- Central Armagh shown within Northern Ireland

Former constituency
- Created: 1929
- Abolished: 1973
- Election method: First past the post

= Central Armagh (Northern Ireland Parliament constituency) =

Central Armagh was a constituency of the Parliament of Northern Ireland.

==Boundaries==
Central Armagh was a county constituency comprising the north central part of County Armagh. It was created when the House of Commons (Method of Voting and Redistribution of Seats) Act (Northern Ireland) 1929 introduced first-past-the-post elections throughout Northern Ireland. Central Armagh was created by the division of Armagh into four new constituencies. The constituency survived unchanged, returning one member of Parliament, until the Parliament of Northern Ireland was temporarily suspended in 1972, and then formally abolished in 1973.

The seat was centred on the towns of Portadown and Tandragee and included parts of the rural districts of Armagh, Lurgan and Tandragee.

== Politics ==
The seat was always won by Ulster Unionist Party candidates. It was twice contested by labour movement candidates, who took around one third of the votes cast.

==Members of Parliament==

| Elected | Party |  | Name |
|---|---|---|---|
| 1929 |  | UUP | David Shillington |
| 1941 |  | UUP | George Dougan |
| 1955 |  | UUP | Isaac Hawthorne |
| 1969 |  | UUP | Herbert Whitten |

== Election results ==

At the 1929, 1933 and 1938 Northern Ireland general elections, David Shillington was elected unopposed.

At the 1941 by-election, George Dougan was elected unopposed.

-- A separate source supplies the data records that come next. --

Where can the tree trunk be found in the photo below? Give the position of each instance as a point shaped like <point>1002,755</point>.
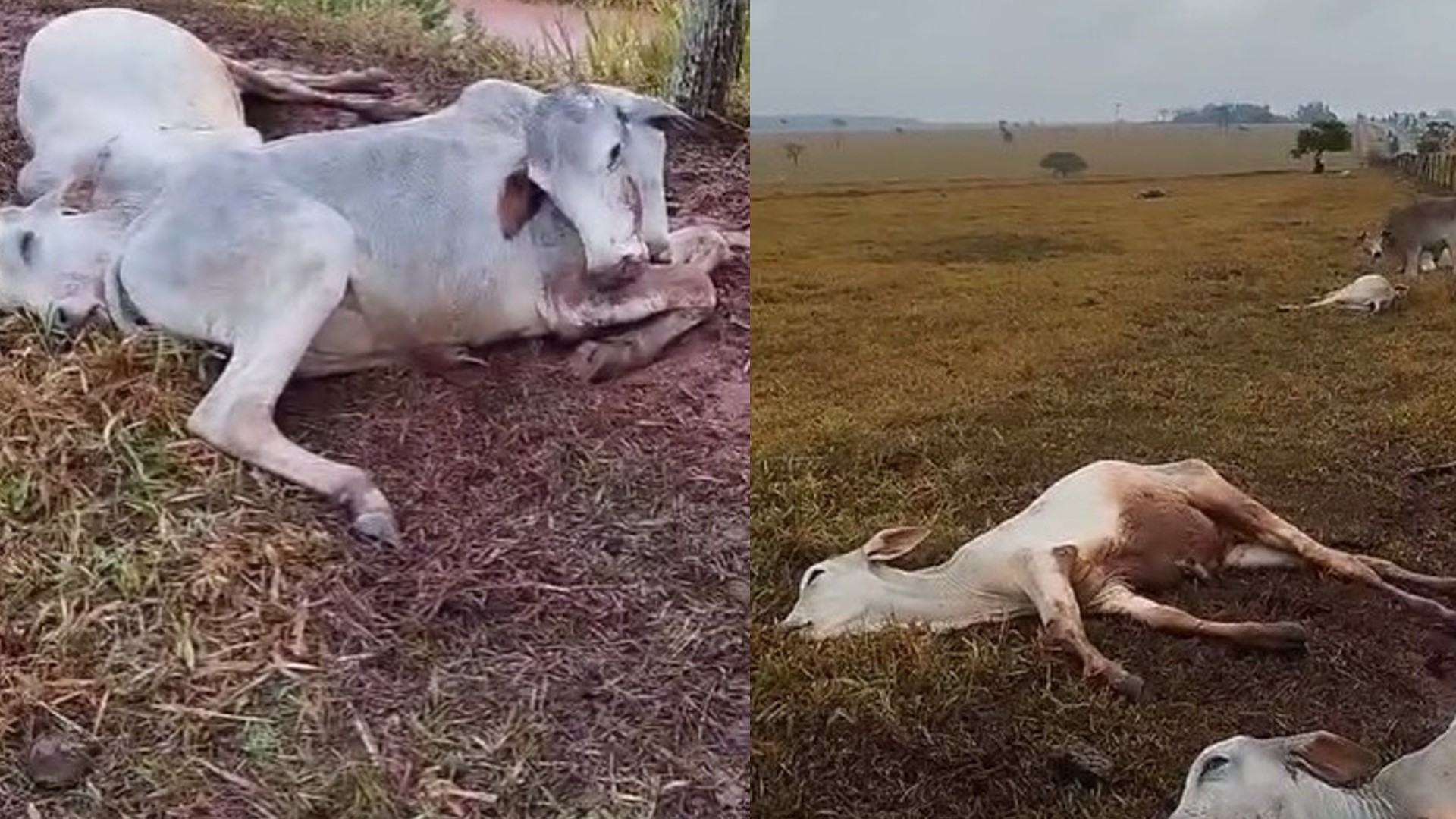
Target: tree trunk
<point>710,55</point>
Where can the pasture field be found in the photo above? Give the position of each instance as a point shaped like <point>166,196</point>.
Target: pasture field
<point>979,153</point>
<point>940,354</point>
<point>560,634</point>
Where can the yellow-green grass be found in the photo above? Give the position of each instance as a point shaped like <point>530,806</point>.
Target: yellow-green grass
<point>228,651</point>
<point>628,42</point>
<point>940,354</point>
<point>979,153</point>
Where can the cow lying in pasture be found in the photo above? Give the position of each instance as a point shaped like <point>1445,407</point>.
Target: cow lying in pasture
<point>1370,293</point>
<point>1316,776</point>
<point>156,95</point>
<point>1095,539</point>
<point>510,213</point>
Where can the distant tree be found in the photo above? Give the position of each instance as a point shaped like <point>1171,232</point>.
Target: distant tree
<point>1063,164</point>
<point>1329,136</point>
<point>1312,112</point>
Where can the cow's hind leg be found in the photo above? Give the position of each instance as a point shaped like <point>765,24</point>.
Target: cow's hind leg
<point>669,299</point>
<point>1231,507</point>
<point>1049,583</point>
<point>324,89</point>
<point>1169,620</point>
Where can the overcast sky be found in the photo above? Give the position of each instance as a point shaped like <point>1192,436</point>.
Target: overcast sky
<point>1072,60</point>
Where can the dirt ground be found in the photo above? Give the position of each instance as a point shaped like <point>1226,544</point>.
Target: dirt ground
<point>938,356</point>
<point>561,632</point>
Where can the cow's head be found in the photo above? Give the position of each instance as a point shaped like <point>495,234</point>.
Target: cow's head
<point>1256,779</point>
<point>577,153</point>
<point>849,594</point>
<point>1373,245</point>
<point>55,254</point>
<point>647,158</point>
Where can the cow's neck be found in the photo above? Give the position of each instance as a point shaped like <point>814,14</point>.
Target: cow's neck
<point>1318,800</point>
<point>971,586</point>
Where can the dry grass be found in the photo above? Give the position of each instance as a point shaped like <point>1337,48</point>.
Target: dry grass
<point>561,632</point>
<point>626,42</point>
<point>979,153</point>
<point>940,354</point>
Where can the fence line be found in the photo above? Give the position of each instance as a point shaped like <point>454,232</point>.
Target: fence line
<point>1432,169</point>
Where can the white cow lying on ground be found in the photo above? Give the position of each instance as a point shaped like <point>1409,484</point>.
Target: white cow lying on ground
<point>1094,539</point>
<point>155,93</point>
<point>1318,776</point>
<point>1370,292</point>
<point>107,137</point>
<point>507,215</point>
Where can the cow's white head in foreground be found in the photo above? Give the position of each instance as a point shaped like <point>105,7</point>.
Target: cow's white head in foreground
<point>854,592</point>
<point>1273,779</point>
<point>577,152</point>
<point>1373,243</point>
<point>1318,776</point>
<point>53,254</point>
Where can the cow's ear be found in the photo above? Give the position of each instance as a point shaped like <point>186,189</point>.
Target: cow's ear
<point>520,200</point>
<point>1329,757</point>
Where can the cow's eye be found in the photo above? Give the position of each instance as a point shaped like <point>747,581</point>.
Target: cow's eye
<point>27,246</point>
<point>1213,765</point>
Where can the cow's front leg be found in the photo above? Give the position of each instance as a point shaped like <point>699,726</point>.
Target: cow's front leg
<point>237,413</point>
<point>327,91</point>
<point>667,299</point>
<point>1047,580</point>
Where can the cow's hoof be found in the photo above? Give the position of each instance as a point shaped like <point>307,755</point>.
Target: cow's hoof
<point>1128,686</point>
<point>378,526</point>
<point>1285,637</point>
<point>596,362</point>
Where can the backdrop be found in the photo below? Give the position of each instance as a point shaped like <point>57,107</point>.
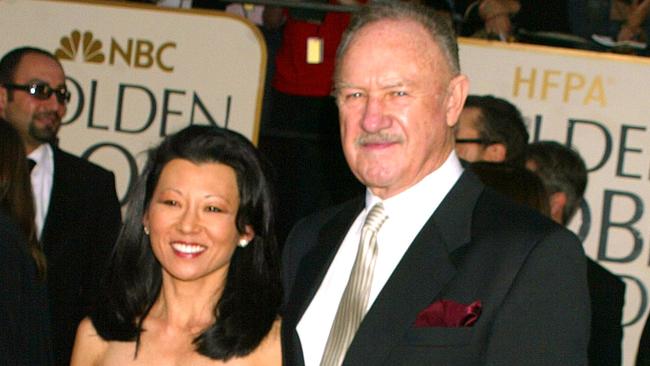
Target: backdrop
<point>138,73</point>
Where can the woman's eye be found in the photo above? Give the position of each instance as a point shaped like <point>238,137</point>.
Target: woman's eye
<point>213,209</point>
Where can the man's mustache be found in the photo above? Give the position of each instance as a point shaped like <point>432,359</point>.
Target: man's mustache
<point>379,138</point>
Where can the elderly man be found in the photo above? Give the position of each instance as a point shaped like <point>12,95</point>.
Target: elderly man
<point>430,268</point>
<point>491,129</point>
<point>77,211</point>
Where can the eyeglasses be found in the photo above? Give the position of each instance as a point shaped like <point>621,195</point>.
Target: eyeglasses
<point>474,141</point>
<point>42,91</point>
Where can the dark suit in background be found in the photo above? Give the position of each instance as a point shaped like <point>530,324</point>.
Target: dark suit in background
<point>607,294</point>
<point>24,317</point>
<point>82,223</point>
<point>528,272</point>
<point>643,353</point>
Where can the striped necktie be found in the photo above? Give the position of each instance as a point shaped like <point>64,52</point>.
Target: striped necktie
<point>354,301</point>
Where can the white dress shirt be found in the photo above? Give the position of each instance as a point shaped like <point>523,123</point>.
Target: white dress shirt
<point>42,176</point>
<point>407,213</point>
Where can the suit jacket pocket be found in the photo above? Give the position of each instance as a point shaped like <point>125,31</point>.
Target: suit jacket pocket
<point>438,336</point>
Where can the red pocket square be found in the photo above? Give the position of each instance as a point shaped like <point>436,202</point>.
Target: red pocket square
<point>450,314</point>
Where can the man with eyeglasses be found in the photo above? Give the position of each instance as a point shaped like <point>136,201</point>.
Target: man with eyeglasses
<point>77,210</point>
<point>491,129</point>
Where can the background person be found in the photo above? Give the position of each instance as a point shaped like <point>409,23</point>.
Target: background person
<point>77,211</point>
<point>430,268</point>
<point>194,278</point>
<point>514,182</point>
<point>25,337</point>
<point>491,129</point>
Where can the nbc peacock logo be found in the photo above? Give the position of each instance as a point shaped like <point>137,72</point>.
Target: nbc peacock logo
<point>132,52</point>
<point>91,48</point>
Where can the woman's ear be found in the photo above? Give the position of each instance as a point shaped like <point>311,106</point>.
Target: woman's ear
<point>248,234</point>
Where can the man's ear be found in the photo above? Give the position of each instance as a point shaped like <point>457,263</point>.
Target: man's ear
<point>495,153</point>
<point>557,201</point>
<point>456,94</point>
<point>4,99</point>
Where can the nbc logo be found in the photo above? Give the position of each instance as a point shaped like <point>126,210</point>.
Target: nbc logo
<point>92,48</point>
<point>136,53</point>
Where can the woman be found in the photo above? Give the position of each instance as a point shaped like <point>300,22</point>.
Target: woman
<point>194,276</point>
<point>25,335</point>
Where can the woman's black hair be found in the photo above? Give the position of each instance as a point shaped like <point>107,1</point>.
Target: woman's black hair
<point>252,294</point>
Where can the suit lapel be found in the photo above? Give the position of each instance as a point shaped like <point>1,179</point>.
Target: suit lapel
<point>427,266</point>
<point>56,208</point>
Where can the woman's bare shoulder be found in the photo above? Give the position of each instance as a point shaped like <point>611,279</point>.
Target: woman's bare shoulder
<point>89,347</point>
<point>269,352</point>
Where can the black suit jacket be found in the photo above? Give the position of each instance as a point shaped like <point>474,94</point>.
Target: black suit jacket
<point>528,272</point>
<point>643,353</point>
<point>24,320</point>
<point>607,293</point>
<point>82,223</point>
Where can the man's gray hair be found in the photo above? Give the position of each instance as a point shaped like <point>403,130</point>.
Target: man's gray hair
<point>437,26</point>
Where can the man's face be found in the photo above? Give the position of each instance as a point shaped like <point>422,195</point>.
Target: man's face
<point>397,104</point>
<point>467,130</point>
<point>37,120</point>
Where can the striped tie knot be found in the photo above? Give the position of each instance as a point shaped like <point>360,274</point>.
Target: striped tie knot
<point>376,218</point>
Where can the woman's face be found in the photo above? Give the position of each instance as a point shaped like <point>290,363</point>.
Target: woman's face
<point>191,219</point>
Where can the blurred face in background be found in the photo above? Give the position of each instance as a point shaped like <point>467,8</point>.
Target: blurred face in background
<point>37,120</point>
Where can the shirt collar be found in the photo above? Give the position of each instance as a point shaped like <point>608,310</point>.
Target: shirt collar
<point>425,195</point>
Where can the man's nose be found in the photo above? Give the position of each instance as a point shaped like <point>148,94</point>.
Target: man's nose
<point>374,117</point>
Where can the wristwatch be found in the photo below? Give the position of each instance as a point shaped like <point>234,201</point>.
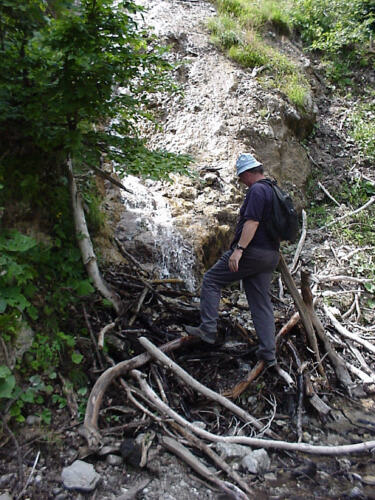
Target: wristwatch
<point>238,247</point>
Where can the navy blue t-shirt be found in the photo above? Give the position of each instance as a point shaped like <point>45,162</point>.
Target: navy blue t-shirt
<point>257,206</point>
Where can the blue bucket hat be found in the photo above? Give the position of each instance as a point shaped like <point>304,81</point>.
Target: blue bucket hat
<point>246,161</point>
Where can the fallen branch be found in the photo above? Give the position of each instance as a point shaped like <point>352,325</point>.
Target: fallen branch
<point>166,361</point>
<point>90,429</point>
<point>328,194</point>
<point>102,333</point>
<point>198,443</point>
<point>139,305</point>
<point>350,214</point>
<point>301,306</point>
<point>300,243</point>
<point>85,244</point>
<point>366,446</point>
<point>183,453</point>
<point>341,329</point>
<point>351,279</point>
<point>337,362</point>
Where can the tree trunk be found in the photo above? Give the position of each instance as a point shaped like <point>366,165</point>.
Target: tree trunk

General Election 1945: Central Armagh
| Party |  | Candidate | Votes | % | ±% |
|---|---|---|---|---|---|
|  | UUP | George Dougan | 9,508 | 67.6 | N/A |
|  | Commonwealth Labour | Thomas Martin | 4,559 | 32.4 | New |
| Majority |  |  | 4,949 | 35.2 | N/A |
| Turnout |  |  | 14,067 | 74.0 | N/A |
|  | UUP hold |  | Swing | N/A |  |

At the 1949, and 1953 Northern Ireland general elections, George Dougan was elected unopposed.

At the 1955 by-election and the 1958 Northern Ireland general election, Isaac Hawthorne was elected unopposed.

General Election 1962: Central Armagh
| Party |  | Candidate | Votes | % | ±% |
|---|---|---|---|---|---|
|  | UUP | Isaac Hawthorne | 9,390 | 64.8 | N/A |
|  | NI Labour | Thomas Newell | 5,101 | 35.2 | New |
| Majority |  |  | 4,289 | 29.6 | N/A |
| Turnout |  |  | 14,491 | 67.0 | N/A |
|  | UUP hold |  | Swing | N/A |  |

At 1965 Northern Ireland general election, Isaac Hawthorne was elected unopposed.

At 1969 Northern Ireland general election, Herbert Whitten was elected unopposed.